I was a very picky eater when I was a kid.  My mom used to serve those frozen pot pies and I would insist she remove the peas from my serving. There were few vegetables I liked.  When I got older, my taste for veggies changed little, until one day while I was a college student.  My roommate had prepared broccoli and cauliflower and offered me some. I declined, telling him I didn’t like either of them.  He then asked me a question for which I was unprepared: “When was the last time you even tried either of these?”  

Honestly, I hadn’t really thought about it.  At the time, I just knew I didn’t like those vegetables.  I concluded it had been at least a decade or more since I had tasted them, and he urged me to give them another try.  And what do you know, they weren’t that bad!  In fact, I rather liked both of them.  

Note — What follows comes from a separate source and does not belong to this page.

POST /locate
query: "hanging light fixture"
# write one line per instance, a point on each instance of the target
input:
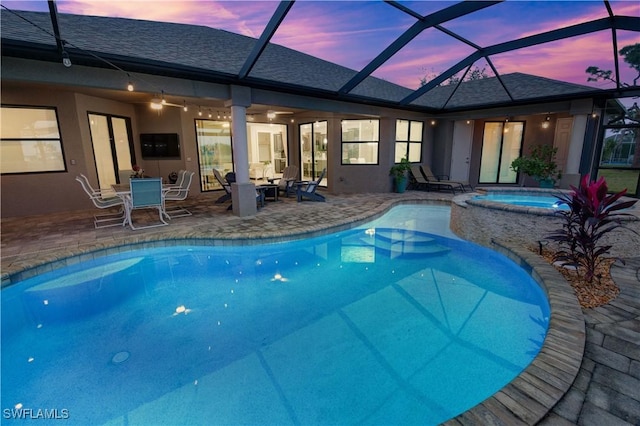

It is the human tendency to cement thoughts and experiences from our childhoods into our adult minds.  This often leads to false conclusions, such as the one I had about not liking cauliflower and broccoli.  While this is fairly innocuous, others carry far greater consequences, such as feeling unloved as a child and concluding as an adult you are not truly lovable.  Or being molested and growing up believing adults cannot be trusted.  Or, as I did, growing up in a home where I was taken to church, but saw little love between mom and dad, which shaped my views of Christianity as a young adult.  I viewed it as a religion that made little practical difference in one’s life.  

As my college roommate challenged my view on certain veggies, others challenged my views on the Christian faith.  In essence, in both cases they were saying to me, “taste and see.”  What I had concluded from my childhood experiences they were calling into question.  “Taste and see if what you think is really true.”  It wasn’t with regard to the veggies, and it wasn’t with regard to Jesus.

I have spent my adult life essentially urging students to do what my college friends pleaded with me to do.  For so many, by the time they reach college age, they are living on their immature conclusions, sincerely held, but wrong.  Many have concluded God is a spoiler of fun and lifelong dreams, or a harsh taskmaster who is never satisfied, or is uncaring because if He cared, He wouldn’t have permitted such terrible things to happen to them.  And so they reject the faith altogether or they keep up appearances while harboring these conclusions out of fear of what others will think.  

But having tasted the Lord as a college student, I recognize I was wrong about Him.  He was nothing like I had imagined Him to be, nor is He anything like many current students’ conclusions about Him.  Just this past week, I witnessed the results of a student tasting God again, having concluded years earlier that she was unacceptable to Him. Instead of anger and disappointment, she found love and acceptance. 

Today, if you are holding on to negative conclusions about the Lord you originally drew while you were a child, let me encourage you to taste the Lord again and see if He tastes differently to you.  I believe you will find, like I did, He tastes a lot better than you imagined.